C’est officiel : si la date du 18 novembre avait été préalablement annoncée, Orange déploiera finalement sa 5G le 3 décembre 2020 dans 15 villes françaises dont Nice, Marseille, Clermont-Ferrand, Angers, Toulouse, Pau ou encore Le Mans, soit 10% de la population du pays.

Quatre fois plus rapide que la 4G

Le PDG d’Orange, Stéphane Richard, a affirmé que le réseau serait étendu à plus de 160 communes d’ici la fin de l’année. Il permettra des débits « jusqu’à 3 à 4 fois plus rapides que la 4G » grâce à un spectre important sur la bande de fréquences 3,5 GHz. À terme, la 5G devrait être 10 fois plus rapide que la 4G.

Au total, les opérateurs français ont dépensé 2,78 milliards d’euros lors des enchères permettant d’acquérir les fréquences 5G. Orange est la firme qui a obtenu le plus de fréquences devant SFR, puis Bouygues Telecom et Free. Bouygues Telecom a d’ailleurs commercialisé ses forfaits 5G le 1er décembre, tandis que SFR a d’ores et déjà lancé le réseau à Nice.
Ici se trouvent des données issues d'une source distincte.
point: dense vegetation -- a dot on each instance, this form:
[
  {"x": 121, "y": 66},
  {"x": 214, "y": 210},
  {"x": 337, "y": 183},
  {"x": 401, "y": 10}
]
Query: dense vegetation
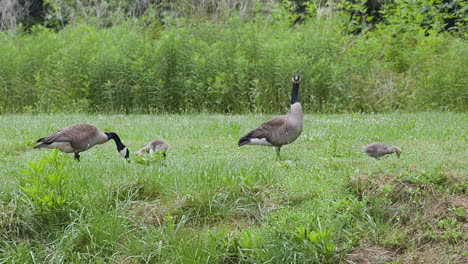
[
  {"x": 237, "y": 58},
  {"x": 212, "y": 202}
]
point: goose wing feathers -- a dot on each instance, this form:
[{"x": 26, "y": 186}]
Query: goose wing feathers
[
  {"x": 75, "y": 135},
  {"x": 266, "y": 130}
]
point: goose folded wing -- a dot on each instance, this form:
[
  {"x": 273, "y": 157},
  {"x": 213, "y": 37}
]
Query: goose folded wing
[
  {"x": 266, "y": 129},
  {"x": 59, "y": 136}
]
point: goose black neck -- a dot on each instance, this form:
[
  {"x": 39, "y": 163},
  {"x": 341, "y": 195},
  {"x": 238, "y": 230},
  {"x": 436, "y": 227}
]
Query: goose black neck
[
  {"x": 116, "y": 138},
  {"x": 295, "y": 94}
]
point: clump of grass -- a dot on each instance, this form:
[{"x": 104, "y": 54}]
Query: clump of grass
[{"x": 407, "y": 211}]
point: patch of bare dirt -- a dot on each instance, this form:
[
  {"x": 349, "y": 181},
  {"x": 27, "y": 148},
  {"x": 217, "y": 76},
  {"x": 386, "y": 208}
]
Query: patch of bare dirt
[
  {"x": 423, "y": 213},
  {"x": 370, "y": 255}
]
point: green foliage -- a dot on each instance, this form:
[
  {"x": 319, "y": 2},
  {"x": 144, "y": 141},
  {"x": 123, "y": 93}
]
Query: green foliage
[
  {"x": 212, "y": 202},
  {"x": 235, "y": 65},
  {"x": 45, "y": 186}
]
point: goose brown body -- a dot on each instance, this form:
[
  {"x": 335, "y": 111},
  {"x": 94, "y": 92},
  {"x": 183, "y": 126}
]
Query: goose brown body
[
  {"x": 78, "y": 138},
  {"x": 281, "y": 130}
]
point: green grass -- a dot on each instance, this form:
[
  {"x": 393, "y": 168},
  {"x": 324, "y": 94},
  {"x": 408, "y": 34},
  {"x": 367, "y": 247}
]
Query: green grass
[{"x": 212, "y": 202}]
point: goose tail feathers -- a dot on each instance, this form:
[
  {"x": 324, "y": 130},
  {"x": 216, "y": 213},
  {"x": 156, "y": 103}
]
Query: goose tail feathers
[{"x": 243, "y": 141}]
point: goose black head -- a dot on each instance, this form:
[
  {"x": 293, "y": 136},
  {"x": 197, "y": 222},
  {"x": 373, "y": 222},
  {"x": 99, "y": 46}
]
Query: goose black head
[{"x": 296, "y": 78}]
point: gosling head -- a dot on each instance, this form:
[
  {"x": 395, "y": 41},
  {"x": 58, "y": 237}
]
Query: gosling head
[
  {"x": 296, "y": 78},
  {"x": 397, "y": 150},
  {"x": 140, "y": 152}
]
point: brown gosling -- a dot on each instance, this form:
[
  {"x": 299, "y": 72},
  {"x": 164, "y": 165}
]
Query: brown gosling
[
  {"x": 379, "y": 149},
  {"x": 80, "y": 137},
  {"x": 156, "y": 145},
  {"x": 281, "y": 130}
]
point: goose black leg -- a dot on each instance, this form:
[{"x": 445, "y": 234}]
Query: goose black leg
[{"x": 278, "y": 149}]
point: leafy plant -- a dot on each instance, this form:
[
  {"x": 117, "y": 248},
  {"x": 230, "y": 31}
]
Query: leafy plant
[{"x": 46, "y": 185}]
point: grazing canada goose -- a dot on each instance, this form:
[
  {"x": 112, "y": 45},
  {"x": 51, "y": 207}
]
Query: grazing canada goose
[
  {"x": 156, "y": 145},
  {"x": 80, "y": 137},
  {"x": 379, "y": 149},
  {"x": 281, "y": 130}
]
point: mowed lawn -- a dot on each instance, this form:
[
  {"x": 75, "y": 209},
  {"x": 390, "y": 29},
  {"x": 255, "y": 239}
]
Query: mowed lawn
[{"x": 210, "y": 201}]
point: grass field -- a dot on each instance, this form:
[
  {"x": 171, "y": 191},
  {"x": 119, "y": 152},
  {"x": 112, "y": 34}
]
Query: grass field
[{"x": 213, "y": 202}]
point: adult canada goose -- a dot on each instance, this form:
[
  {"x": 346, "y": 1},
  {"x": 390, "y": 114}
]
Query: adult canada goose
[
  {"x": 281, "y": 130},
  {"x": 156, "y": 145},
  {"x": 80, "y": 137},
  {"x": 379, "y": 149}
]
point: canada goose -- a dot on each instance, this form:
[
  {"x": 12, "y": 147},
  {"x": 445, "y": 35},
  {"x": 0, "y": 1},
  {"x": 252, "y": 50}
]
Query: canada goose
[
  {"x": 156, "y": 145},
  {"x": 379, "y": 149},
  {"x": 80, "y": 137},
  {"x": 281, "y": 130}
]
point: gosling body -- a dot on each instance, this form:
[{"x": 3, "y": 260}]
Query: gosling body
[
  {"x": 379, "y": 149},
  {"x": 156, "y": 145}
]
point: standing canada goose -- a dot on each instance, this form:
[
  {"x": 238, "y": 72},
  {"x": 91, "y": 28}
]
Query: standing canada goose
[
  {"x": 80, "y": 137},
  {"x": 156, "y": 145},
  {"x": 281, "y": 130},
  {"x": 379, "y": 149}
]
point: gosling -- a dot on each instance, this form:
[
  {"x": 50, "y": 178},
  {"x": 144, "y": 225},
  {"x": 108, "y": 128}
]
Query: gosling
[
  {"x": 379, "y": 149},
  {"x": 156, "y": 145}
]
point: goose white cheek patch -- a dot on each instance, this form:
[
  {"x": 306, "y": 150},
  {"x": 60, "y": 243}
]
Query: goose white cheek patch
[
  {"x": 123, "y": 152},
  {"x": 259, "y": 141}
]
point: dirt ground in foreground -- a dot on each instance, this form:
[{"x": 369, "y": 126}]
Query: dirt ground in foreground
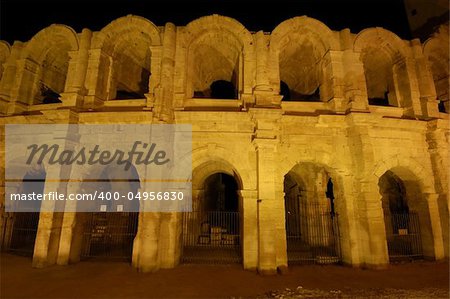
[{"x": 120, "y": 280}]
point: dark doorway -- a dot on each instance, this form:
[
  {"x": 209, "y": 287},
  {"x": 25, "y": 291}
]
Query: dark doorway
[
  {"x": 312, "y": 231},
  {"x": 222, "y": 89},
  {"x": 109, "y": 233},
  {"x": 401, "y": 223},
  {"x": 211, "y": 234},
  {"x": 24, "y": 225}
]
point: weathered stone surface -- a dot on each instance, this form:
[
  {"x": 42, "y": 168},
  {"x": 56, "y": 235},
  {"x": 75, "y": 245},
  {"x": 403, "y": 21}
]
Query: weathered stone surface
[{"x": 133, "y": 71}]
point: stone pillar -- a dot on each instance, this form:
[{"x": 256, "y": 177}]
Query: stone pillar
[
  {"x": 433, "y": 246},
  {"x": 97, "y": 78},
  {"x": 265, "y": 95},
  {"x": 332, "y": 85},
  {"x": 267, "y": 208},
  {"x": 349, "y": 227},
  {"x": 169, "y": 247},
  {"x": 371, "y": 247},
  {"x": 10, "y": 78},
  {"x": 249, "y": 228},
  {"x": 407, "y": 88},
  {"x": 49, "y": 228},
  {"x": 146, "y": 244},
  {"x": 355, "y": 90},
  {"x": 372, "y": 230},
  {"x": 438, "y": 148},
  {"x": 164, "y": 110},
  {"x": 25, "y": 88},
  {"x": 76, "y": 74}
]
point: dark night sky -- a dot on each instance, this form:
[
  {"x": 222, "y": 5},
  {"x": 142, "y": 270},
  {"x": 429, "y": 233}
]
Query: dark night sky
[{"x": 21, "y": 19}]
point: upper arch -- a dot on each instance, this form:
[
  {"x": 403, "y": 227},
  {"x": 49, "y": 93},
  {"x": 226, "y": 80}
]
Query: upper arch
[
  {"x": 55, "y": 35},
  {"x": 307, "y": 25},
  {"x": 121, "y": 28}
]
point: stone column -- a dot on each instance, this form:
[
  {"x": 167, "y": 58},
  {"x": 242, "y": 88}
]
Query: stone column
[
  {"x": 265, "y": 95},
  {"x": 170, "y": 239},
  {"x": 433, "y": 246},
  {"x": 249, "y": 228},
  {"x": 164, "y": 110},
  {"x": 438, "y": 148},
  {"x": 267, "y": 210},
  {"x": 25, "y": 88},
  {"x": 97, "y": 78},
  {"x": 332, "y": 85},
  {"x": 10, "y": 78},
  {"x": 372, "y": 230},
  {"x": 146, "y": 244},
  {"x": 49, "y": 228},
  {"x": 355, "y": 90},
  {"x": 76, "y": 74}
]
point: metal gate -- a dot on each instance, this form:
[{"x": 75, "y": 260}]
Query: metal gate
[
  {"x": 403, "y": 236},
  {"x": 109, "y": 235},
  {"x": 211, "y": 237},
  {"x": 312, "y": 234},
  {"x": 22, "y": 235}
]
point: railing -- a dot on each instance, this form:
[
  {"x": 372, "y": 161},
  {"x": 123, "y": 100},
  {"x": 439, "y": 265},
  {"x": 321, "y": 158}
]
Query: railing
[
  {"x": 403, "y": 236},
  {"x": 312, "y": 235},
  {"x": 109, "y": 235},
  {"x": 21, "y": 238},
  {"x": 211, "y": 237}
]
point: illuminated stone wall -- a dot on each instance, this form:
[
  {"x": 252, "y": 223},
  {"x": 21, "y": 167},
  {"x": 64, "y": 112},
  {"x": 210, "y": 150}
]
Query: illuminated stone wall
[{"x": 361, "y": 104}]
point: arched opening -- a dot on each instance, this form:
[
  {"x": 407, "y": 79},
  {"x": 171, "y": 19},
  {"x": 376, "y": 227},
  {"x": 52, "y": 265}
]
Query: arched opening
[
  {"x": 25, "y": 223},
  {"x": 436, "y": 50},
  {"x": 133, "y": 72},
  {"x": 300, "y": 65},
  {"x": 212, "y": 231},
  {"x": 130, "y": 75},
  {"x": 222, "y": 89},
  {"x": 402, "y": 221},
  {"x": 379, "y": 78},
  {"x": 312, "y": 230},
  {"x": 439, "y": 65},
  {"x": 214, "y": 61},
  {"x": 109, "y": 233},
  {"x": 52, "y": 75}
]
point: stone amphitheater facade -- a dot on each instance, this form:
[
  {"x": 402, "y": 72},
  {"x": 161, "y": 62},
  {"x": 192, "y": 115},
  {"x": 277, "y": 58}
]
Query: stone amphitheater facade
[{"x": 259, "y": 137}]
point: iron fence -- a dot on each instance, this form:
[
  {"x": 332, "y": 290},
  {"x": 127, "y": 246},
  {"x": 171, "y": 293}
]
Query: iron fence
[
  {"x": 403, "y": 236},
  {"x": 21, "y": 236},
  {"x": 211, "y": 237},
  {"x": 109, "y": 235},
  {"x": 312, "y": 234}
]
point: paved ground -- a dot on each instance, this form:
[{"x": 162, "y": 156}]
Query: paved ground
[{"x": 120, "y": 280}]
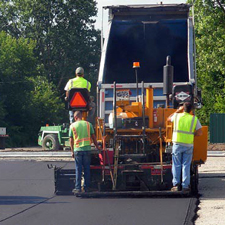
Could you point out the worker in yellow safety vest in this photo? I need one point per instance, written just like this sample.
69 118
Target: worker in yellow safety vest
80 82
81 133
185 127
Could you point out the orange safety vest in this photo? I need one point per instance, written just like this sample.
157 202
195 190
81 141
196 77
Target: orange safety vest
81 133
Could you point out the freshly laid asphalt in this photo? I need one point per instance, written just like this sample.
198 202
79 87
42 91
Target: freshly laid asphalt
27 198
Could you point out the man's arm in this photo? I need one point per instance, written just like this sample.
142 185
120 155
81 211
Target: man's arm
71 146
198 132
95 141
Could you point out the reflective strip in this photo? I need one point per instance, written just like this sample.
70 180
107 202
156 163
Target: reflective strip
183 144
83 139
192 124
175 122
87 84
75 137
88 129
183 132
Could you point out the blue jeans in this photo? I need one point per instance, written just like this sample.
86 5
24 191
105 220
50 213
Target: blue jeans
82 159
182 157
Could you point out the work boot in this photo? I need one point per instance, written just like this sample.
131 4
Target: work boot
186 190
76 191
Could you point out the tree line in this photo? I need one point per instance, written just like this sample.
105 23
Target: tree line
43 41
41 44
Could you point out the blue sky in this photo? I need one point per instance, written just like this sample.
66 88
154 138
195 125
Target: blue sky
102 3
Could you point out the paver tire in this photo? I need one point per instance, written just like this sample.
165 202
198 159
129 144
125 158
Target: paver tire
51 142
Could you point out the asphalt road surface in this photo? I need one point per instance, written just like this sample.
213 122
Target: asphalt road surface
27 198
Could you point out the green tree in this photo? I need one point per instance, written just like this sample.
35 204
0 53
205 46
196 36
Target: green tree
23 93
64 33
210 42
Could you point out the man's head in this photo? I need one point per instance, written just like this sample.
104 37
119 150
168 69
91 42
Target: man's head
187 107
77 115
79 72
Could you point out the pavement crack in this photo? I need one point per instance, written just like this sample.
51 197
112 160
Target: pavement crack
18 213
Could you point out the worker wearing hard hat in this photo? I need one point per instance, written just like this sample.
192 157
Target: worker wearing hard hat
80 82
81 132
185 127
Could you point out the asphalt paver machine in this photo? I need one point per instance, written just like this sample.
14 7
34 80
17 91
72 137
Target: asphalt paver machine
136 158
131 123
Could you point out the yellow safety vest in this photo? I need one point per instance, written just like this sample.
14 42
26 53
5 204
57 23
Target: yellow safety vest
81 133
184 126
79 82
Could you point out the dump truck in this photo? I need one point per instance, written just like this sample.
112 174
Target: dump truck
147 71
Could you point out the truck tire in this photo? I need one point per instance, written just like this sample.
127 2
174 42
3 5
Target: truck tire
51 142
194 180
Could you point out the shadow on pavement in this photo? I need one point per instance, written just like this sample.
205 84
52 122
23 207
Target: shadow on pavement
19 200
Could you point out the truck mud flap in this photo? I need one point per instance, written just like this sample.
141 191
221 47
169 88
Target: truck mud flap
64 181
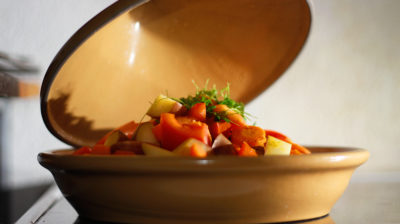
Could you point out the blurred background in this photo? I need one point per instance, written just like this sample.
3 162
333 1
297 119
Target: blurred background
342 90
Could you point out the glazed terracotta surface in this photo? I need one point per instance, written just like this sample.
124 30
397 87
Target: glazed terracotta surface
110 70
141 189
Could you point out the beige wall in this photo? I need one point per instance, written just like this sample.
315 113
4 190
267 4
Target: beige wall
343 89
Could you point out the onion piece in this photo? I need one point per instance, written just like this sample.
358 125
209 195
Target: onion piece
221 140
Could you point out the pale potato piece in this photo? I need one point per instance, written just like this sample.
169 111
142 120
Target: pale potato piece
152 150
184 148
145 134
163 104
277 147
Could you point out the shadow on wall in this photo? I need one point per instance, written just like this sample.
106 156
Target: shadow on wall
70 128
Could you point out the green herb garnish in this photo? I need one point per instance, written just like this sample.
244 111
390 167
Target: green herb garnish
212 97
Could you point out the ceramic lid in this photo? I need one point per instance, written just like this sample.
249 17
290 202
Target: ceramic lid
116 64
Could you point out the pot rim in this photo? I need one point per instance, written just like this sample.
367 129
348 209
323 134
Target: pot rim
322 158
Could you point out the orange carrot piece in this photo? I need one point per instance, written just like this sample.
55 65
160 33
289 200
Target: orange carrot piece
197 151
246 150
252 135
300 148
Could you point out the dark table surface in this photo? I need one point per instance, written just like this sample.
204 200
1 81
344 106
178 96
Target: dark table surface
371 198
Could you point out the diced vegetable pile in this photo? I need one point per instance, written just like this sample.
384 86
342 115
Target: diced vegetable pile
208 123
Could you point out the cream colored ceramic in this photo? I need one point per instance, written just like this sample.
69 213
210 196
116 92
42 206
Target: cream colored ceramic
213 190
110 70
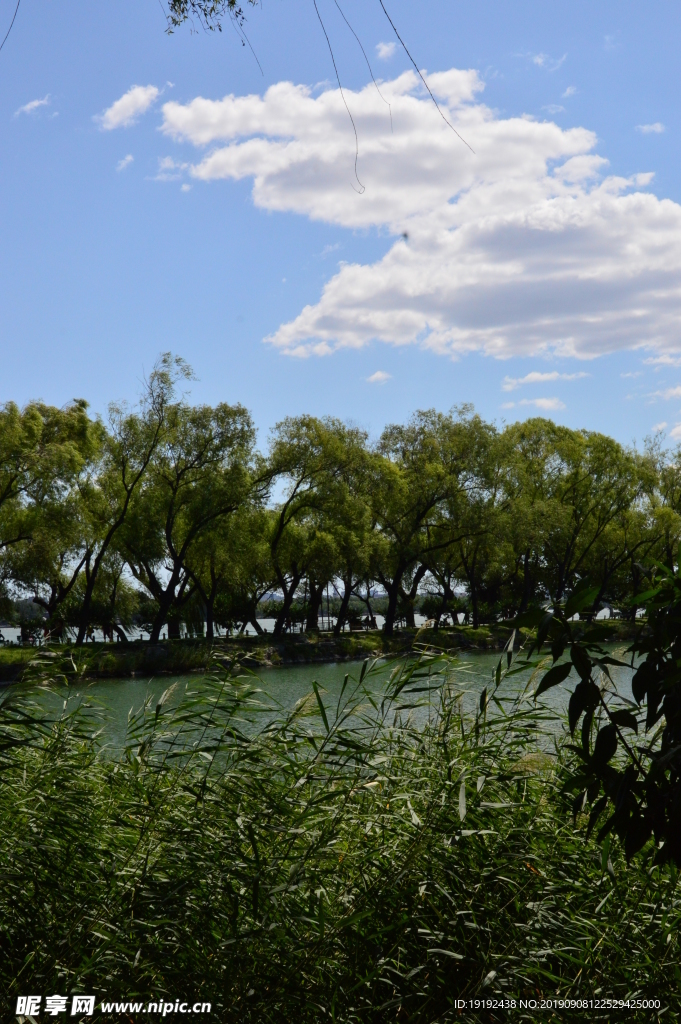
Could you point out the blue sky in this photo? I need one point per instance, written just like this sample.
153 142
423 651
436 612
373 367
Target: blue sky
542 274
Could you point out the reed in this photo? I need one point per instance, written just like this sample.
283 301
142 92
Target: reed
375 858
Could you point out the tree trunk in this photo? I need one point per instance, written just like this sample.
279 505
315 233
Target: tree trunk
209 620
410 597
315 598
289 594
526 584
342 612
388 627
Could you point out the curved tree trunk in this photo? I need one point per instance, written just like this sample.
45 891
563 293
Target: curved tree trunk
342 611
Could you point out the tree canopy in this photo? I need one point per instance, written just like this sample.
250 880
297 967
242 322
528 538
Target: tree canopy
169 512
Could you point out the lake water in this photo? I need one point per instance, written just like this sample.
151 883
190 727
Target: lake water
286 685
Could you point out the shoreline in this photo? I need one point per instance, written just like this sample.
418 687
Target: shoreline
107 660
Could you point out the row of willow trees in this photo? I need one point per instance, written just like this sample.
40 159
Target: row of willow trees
169 512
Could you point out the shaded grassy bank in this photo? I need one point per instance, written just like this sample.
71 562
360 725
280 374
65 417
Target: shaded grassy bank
183 656
337 863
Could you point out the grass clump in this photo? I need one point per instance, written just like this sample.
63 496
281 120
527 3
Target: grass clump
372 859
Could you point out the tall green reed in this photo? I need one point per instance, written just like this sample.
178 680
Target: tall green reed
375 857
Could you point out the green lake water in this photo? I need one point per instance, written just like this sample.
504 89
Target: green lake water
115 698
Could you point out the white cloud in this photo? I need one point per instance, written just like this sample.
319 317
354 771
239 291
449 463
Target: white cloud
525 247
385 50
511 383
169 169
550 64
546 404
33 105
125 111
670 392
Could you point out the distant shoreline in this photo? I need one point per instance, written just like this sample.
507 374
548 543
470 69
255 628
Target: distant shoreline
112 660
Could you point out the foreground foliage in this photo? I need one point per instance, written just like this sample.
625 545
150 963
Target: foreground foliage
373 857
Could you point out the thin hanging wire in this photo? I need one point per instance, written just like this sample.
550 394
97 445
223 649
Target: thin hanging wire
401 42
362 187
367 59
10 25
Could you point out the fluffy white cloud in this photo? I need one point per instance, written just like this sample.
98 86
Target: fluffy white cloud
524 247
385 50
511 383
670 392
546 404
125 111
550 64
33 105
380 377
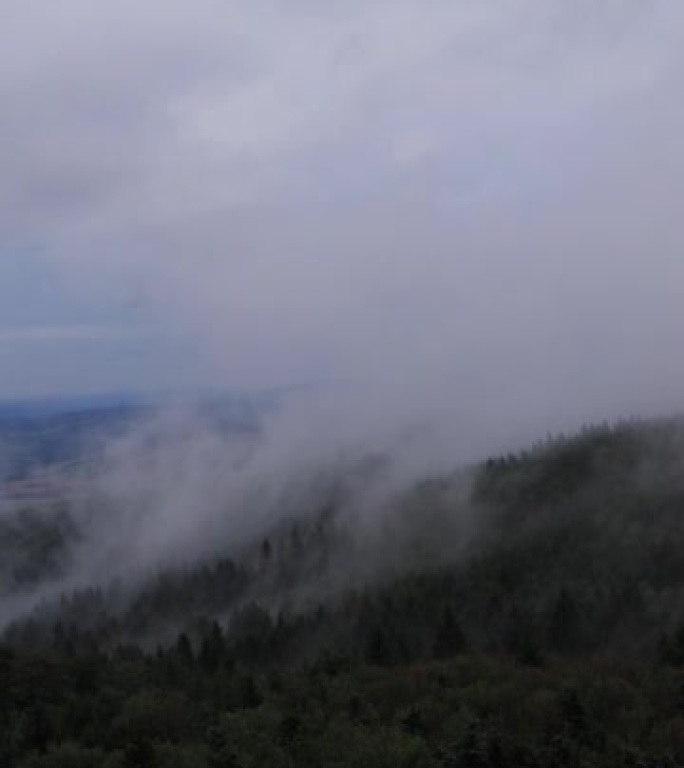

Les obstacles s’accumulent

Pour l’instant, la 5G d’Orange ne couvrira pas Paris. La capitale a en effet engagé une concertation citoyenne à propos du réseau, et les résultats devraient être rendus au début du mois de décembre. « Il n’y aura pas de déploiement de nouvelles antennes 5G Orange, tant que cette démarche n’est pas achevée », a précisé Stéphane Richard.

Dans d’autres villes, dirigées par des maires écologistes ou de gauche notamment, des moratoires sont en cours. C’est notamment le cas à Grenoble et à Lille, où les résultats d’un rapport mené par l’Agence nationale de sécurité sanitaire (Anses) est attendu pour 2021. Pour l’heure, aucune étude n’a démontré des effets néfastes de la 5G sur la santé ou l’environnement. Le maire écologiste de Bordeaux a, de son côté, déclaré au mois d’août dernier vouloir ralentir le rythme quant au lancement de la 5G.

« Le déploiement se fera de manière progressive et dans un dialogue constructif avec l’ensemble des collectivités locales, en parallèle de nos efforts pour élargir la couverture du territoire français en 4G », a précisé le PDG d’Orange. Cela va dans le sens du régulateur des télécoms, qui avait conseillé aux opérateurs de ne pas insister dans les villes réticentes.

Par ailleurs, le déploiement de la 5G devrait rencontrer d’autres difficultés : l’aviation civile s’oppose en effet aux antennes à proximité des aéroports, notamment à cause du risque d’interférences avec les radioaltimètres, instruments permettant aux aéronefs de connaître leur hauteur par rapport au sol.